La propuesta estuvo pensada para personas sin formación previa en economía ni matemática avanzada, y ofreció herramientas de análisis para aplicarlas tanto a las finanzas personales, como a pequeños emprendimientos o a la toma de decisiones del día a día.
Uno de los conceptos que se abordaron fue el del análisis costo-beneficio, una herramienta básica de la economía que permite evaluar decisiones: qué gano, qué pierdo, qué me conviene. “Pensar económicamente es tener en cuenta los costos, los beneficios y decidir con cierta lógica. Pero no hace falta ser un experto para hacerlo: todos lo hacemos, aunque muchas veces sin darnos cuenta”, afirma Staudt.
También se trabajó sobre la diferencia entre macroeconomía y microeconomía. La primera, más presente en los medios, analiza fenómenos como el PBI, el gasto público, la inflación o el valor del dólar. La segunda se enfoca en comportamientos individuales o de sectores más acotados: decisiones de consumo, precios de un mercado específico, hábitos de ahorro. “Ambas nos atraviesan, pero como ciudadanos tenemos más control sobre la microeconomía. Saber eso ya nos da una herramienta para actuar mejor”, señaló el economista.

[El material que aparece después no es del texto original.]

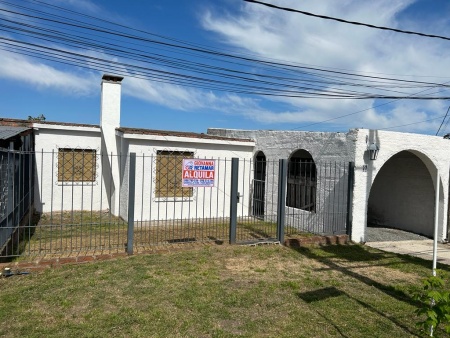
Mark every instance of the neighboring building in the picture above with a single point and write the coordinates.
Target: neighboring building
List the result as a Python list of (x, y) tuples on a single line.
[(395, 190), (16, 168), (80, 166)]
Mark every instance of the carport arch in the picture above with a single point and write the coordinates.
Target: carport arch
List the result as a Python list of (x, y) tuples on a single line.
[(402, 194), (301, 181)]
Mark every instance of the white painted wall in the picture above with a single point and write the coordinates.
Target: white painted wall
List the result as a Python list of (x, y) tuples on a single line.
[(51, 195)]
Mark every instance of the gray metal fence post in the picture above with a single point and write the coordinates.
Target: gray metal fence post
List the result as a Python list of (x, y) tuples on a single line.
[(351, 180), (281, 204), (131, 190), (234, 198)]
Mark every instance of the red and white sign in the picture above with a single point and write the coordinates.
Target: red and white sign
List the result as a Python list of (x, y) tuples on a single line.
[(198, 173)]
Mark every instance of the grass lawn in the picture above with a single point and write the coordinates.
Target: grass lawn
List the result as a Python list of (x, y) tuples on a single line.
[(94, 232), (221, 291)]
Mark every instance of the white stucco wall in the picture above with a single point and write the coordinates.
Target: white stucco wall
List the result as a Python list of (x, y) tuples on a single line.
[(51, 195), (433, 151), (205, 202)]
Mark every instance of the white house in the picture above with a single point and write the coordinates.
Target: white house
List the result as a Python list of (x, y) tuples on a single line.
[(395, 190), (87, 167)]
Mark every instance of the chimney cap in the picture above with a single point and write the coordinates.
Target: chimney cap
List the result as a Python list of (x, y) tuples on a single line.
[(112, 78)]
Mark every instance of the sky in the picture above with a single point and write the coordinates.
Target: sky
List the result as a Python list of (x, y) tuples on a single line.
[(30, 86)]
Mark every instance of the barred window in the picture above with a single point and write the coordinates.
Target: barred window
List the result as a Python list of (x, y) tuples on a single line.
[(76, 165), (169, 169)]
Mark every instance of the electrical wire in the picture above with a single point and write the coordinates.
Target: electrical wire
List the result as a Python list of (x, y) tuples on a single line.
[(349, 22)]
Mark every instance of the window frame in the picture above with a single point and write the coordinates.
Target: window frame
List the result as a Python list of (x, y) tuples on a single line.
[(174, 175), (80, 176)]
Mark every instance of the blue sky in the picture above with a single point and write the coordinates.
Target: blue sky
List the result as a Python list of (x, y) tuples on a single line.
[(31, 86)]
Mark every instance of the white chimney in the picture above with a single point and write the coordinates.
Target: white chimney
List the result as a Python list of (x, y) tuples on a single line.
[(109, 121)]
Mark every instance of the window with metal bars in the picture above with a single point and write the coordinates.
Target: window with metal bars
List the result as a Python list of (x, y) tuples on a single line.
[(302, 182), (169, 169), (76, 165)]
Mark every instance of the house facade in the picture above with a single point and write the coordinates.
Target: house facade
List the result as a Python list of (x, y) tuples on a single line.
[(89, 167)]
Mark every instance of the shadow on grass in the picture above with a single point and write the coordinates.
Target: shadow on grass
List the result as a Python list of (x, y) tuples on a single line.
[(331, 292)]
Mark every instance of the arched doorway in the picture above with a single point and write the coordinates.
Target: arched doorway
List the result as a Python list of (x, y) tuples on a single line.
[(302, 181), (402, 195), (259, 184)]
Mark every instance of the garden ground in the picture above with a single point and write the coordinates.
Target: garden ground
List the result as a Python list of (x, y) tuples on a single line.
[(221, 291)]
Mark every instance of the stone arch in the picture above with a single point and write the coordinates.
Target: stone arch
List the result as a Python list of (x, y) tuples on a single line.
[(259, 184), (302, 181), (402, 195)]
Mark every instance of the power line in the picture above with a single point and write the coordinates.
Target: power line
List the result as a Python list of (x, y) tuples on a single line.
[(349, 22), (443, 121)]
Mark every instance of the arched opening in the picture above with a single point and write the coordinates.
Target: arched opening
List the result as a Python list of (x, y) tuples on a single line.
[(302, 181), (259, 184), (402, 195)]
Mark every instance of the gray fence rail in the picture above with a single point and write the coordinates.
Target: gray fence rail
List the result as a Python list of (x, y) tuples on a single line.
[(84, 207)]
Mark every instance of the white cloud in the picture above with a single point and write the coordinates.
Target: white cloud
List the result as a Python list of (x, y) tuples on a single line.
[(20, 68), (296, 38)]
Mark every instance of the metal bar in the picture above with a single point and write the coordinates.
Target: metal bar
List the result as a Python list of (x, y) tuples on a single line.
[(131, 191), (234, 198), (436, 222), (281, 205), (351, 178)]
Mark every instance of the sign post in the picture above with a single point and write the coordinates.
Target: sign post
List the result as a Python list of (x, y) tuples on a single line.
[(198, 173)]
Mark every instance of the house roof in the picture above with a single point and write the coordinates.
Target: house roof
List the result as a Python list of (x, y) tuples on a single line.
[(7, 132), (30, 123), (179, 134)]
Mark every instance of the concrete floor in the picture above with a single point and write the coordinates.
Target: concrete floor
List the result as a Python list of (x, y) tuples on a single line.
[(416, 248)]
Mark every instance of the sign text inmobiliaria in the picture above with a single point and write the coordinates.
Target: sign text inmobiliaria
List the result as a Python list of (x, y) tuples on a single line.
[(198, 173)]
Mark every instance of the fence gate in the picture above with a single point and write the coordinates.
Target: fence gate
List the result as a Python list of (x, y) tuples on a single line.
[(255, 218)]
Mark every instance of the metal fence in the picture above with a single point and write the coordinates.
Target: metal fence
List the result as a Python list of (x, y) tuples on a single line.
[(16, 196), (85, 207)]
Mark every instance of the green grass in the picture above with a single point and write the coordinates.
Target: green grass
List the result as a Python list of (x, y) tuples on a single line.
[(221, 291), (93, 232)]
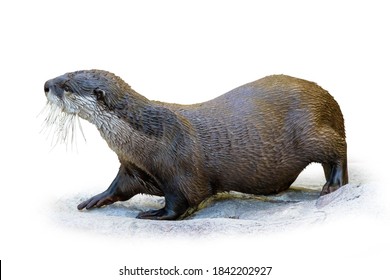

Otro de los ejes del curso fue el análisis de la inflación personal. A diferencia de los índices oficiales, que toman una canasta promedio, este enfoque propone que cada persona evalúe cuánto aumentan realmente los precios que afectan su bolsillo, según su consumo habitual. “No es lo mismo la inflación de quien consume mucha carne que la de quien no la compra. El curso intentó enseñar cómo calcular la propia inflación, lo cual puede ayudar a tomar decisiones más informadas”, detalló Staudt.
“Pensar económicamente es tener en cuenta los costos, los beneficios y decidir con cierta lógica. Pero no hace falta ser un experto para hacerlo”
Además de conceptos clásicos, se abordaron temas actuales como la relación entre economía y ciencia de datos. “Hoy hay una tendencia fuerte hacia incorporar herramientas de análisis estadístico y programación en la economía. La inteligencia artificial ya está presente en cómo funcionan muchas plataformas digitales, y es clave que los economistas entiendan esos mecanismos”, afirmó.
Lejos de las fórmulas complejas, el curso busca acercar la economía a quienes, hasta ahora, solo la miraban desde afuera. “La economía está en todos lados, pero no siempre sabemos cómo interpretarla. Este curso fue una invitación a empezar a hacerlo”, concluyó Staudt.